A model rocket is launched with an initial velocity of 250 ft per second. The height h, in feet, of the rocket t seconds after the launch is given by
h = −16t2 + 250t.
How many seconds after the launch will the rocket be 500 ft above the ground? Round to the nearest hundredth of a seconds?
-16t2 + 250t = 500
solve for t
t=2
No.
You have to set this equal to zero.
16t^2 -250t + 500 = 0
Now, this isn't factorable. You have to use the quadratic equation to solve for t to the nearest hundredth.
Quadratic x = opposite of b (plus or minus) the square root of( b squared minus 4ac). All of this divided by 2a.
To find the number of seconds after the launch when the rocket will be 500 ft above the ground, we need to solve the equation h = 500.
The equation that represents the height of the rocket at any given time is h = -16t^2 + 250t. We can substitute 500 for h in this equation:
500 = -16t^2 + 250t.
Now, we need to rearrange this equation to solve for t.

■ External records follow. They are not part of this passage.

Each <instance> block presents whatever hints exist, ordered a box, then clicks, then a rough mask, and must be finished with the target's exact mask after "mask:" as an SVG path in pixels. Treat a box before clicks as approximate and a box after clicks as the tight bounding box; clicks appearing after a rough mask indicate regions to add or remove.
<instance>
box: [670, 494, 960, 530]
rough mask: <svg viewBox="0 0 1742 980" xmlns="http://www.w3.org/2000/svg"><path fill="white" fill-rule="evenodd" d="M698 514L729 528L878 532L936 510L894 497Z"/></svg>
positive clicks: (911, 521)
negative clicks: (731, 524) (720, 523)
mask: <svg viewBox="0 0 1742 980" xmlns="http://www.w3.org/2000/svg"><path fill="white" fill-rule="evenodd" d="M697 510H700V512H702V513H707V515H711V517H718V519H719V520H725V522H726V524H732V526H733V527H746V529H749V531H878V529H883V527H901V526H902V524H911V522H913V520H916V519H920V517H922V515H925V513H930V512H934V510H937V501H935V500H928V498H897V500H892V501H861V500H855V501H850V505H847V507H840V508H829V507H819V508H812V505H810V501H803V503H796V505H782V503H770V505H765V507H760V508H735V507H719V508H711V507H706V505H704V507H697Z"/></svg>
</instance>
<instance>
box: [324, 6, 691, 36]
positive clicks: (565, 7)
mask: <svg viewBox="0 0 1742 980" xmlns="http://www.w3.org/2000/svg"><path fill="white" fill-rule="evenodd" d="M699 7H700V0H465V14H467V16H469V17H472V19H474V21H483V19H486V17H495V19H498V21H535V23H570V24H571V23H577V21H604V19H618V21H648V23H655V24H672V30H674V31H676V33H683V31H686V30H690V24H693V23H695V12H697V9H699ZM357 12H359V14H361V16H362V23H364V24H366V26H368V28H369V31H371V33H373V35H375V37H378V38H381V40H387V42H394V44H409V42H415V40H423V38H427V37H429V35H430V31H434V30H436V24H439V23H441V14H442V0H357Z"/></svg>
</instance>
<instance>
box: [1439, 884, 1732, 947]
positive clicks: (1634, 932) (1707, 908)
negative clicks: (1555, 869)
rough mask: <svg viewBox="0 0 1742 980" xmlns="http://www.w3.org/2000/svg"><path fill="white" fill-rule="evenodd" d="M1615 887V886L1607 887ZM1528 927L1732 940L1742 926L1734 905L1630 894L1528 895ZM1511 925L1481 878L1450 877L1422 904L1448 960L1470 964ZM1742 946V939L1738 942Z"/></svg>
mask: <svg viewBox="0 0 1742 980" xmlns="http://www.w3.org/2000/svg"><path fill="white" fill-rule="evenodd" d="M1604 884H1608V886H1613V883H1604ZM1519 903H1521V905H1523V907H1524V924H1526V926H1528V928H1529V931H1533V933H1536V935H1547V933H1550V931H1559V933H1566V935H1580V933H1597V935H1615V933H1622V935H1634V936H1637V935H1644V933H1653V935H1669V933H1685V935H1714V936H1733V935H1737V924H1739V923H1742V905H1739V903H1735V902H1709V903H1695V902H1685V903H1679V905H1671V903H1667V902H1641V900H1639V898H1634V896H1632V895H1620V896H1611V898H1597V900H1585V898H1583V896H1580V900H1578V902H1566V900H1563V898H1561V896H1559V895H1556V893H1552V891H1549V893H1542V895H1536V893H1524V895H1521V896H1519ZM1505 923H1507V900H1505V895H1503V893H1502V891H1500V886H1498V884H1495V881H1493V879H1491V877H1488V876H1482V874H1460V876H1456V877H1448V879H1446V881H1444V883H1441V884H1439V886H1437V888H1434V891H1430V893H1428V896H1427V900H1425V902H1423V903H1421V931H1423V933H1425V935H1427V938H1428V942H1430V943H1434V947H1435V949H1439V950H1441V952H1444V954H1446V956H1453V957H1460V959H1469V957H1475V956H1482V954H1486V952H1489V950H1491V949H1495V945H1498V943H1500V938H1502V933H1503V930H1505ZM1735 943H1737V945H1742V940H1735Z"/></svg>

Let's bring all terms to one side of the equation:
16t^2 - 250t + 500 = 0.
To solve this quadratic equation, we can use the quadratic formula, which is given by:
t = (-b ± √(b^2 - 4ac)) / 2a,
where a = 16, b = -250, and c = 500.
Plugging in these values, we get:
t = (-(-250) ± √((-250)^2 - 4 * 16 * 500)) / (2 * 16),
Simplifying further:
t = (250 ± √(62500 - 32000)) / 32,
t = (250 ± √30500) / 32.
Now, we can calculate the two possible solutions for t:
t1 = (250 + √30500) / 32,
t2 = (250 - √30500) / 32.
To round to the nearest hundredth of a second, we can use a scientific calculator or an online calculator.
Calculating t1 ≈ 7.18 seconds,
Calculating t2 ≈ 15.82 seconds.
Therefore, the rocket will be 500 ft above the ground approximately 7.18 seconds and 15.82 seconds after the launch.